Welcome to the first instalment of our weekly Top Tips for Isolating With column. This week, we’re tackling the common ‘problem’ of existing in captivity with your significant other 24/7. Here is our advice on how best to isolate with your partner and navigate this – most bizarre – new normal:

How to Isolate with Your Partner

1. Set boundaries early on

We all have our own limits when it comes to both the quantity and quality of time spent with others, even if said ‘other’ is usually our favourite person. Sit down and discuss – frankly – what will work for both of you in terms of work-space (will you work in the same room or different rooms?), working hours (do you both have set work hours or are one or both of you somewhat flexible? Do your preferred hours of work match up, or will you need to make allowances for your differing schedules?) and how you will ‘transition’ from work time to home time. This last point may seem odd, but after a week in quarantine it’s becoming clear that commute time is vastly overlooked as the time of day where we re-set and shift into either work or home mode. We need to consciously carve out this time when WFH.

2. Create hard rules where necessary

Some people don’t mind being interrupted by memes or suggestions of a walk mid-workday, but for some people it’s super important to be left to work in peace. Again, communication is key. Make sure your S.O. knows your preference. If need be, you can hang a ‘Do Not Disturb’ sign on the door (or, as I have done, place a ‘Donut Disturb’ Krispy Kreme toy on my desk) to make it crystal clear. Make sure to respect whatever your partner needs to feel productive and don’t take it personally when they enforce their rules (good for them – remember, everyone needs space). This will keep waters running calm over the coming weeks and months, and will ensure that both of you feel secure in where you stand.

3. Carve out ‘us’ time

Whether it’s taking a morning walk together before you start your workday, agreeing to meet in the kitchen for lunch at midday, or sitting down for an evening debrief, it’s more important than ever – as the lines between home and work blur – to designate time to nurturing your relationship on a daily basis. Although you may feel that you’re spending 24 hours a day together, there is a risk that the quality of time you spend together could be seriously diminished during this period of staying home. You could even go on ‘dates’; order a takeaway or take it in turns to cook, set the table, light some candles, you the picture. It may feel contrived but, trust us, it’s fundamental that you do this. Which brings me to my next point…

4. Put your phones down

When fulfilling your plan to engage in ‘us’ time, do so tech-free (in fact, try to spend as much time as possible tech-free outside of work hours). The temptation to spend all. day. long. in front of a screen has never been greater and so it is paramount that you consciously engage in offline time each and every day. Your ‘us’ time will benefit hugely from this move, and will save the other person from feeling that they’re playing second-fiddle to the black mirror in your hand or whoever is at the other end of the phone – be it your boss, colleagues, or the pal that you’ve been bantering with all day instead of working. If you both stick to this rule, you’ll find that your interactions feel calmer, and are of better quality, and you’ll both end up feeling more satisfied with the time you carve out to hang as a duo.

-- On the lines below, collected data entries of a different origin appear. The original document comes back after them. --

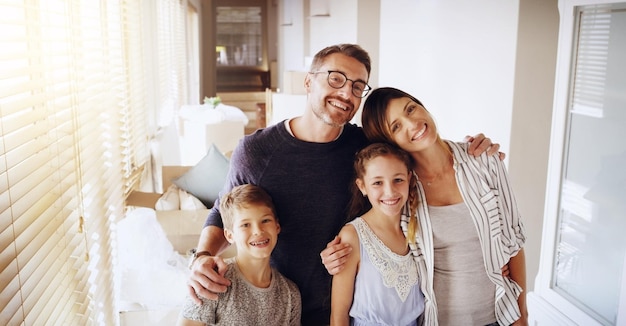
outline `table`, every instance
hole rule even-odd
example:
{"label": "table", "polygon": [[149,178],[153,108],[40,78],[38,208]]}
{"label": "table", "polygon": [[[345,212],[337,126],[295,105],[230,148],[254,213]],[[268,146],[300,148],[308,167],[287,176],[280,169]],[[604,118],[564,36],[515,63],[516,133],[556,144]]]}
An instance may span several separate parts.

5. Take the time to listen

Listening really matters. This is an anxious time for everyone. We are all adapting to the newness of staying indoors, working from home and dealing with the very real prospect that we, or someone we love, will get ill. It’s scary, and our emotions are bound to be somewhat up and down. If you’re at home with a partner, you are that person’s only source of comfort and company, so try to keep that in mind. If your partner is voicing concerns, wanting to hash something out, or simply seeking connection through conversation, try to remain alert to this. Engage, offer advice when solicited, nod along, offer hugs of reassurance, and, most import of all, endeavour to make sure your partner knows you are always game to listen (once the Krispy Kreme has been put away for the day, anyway).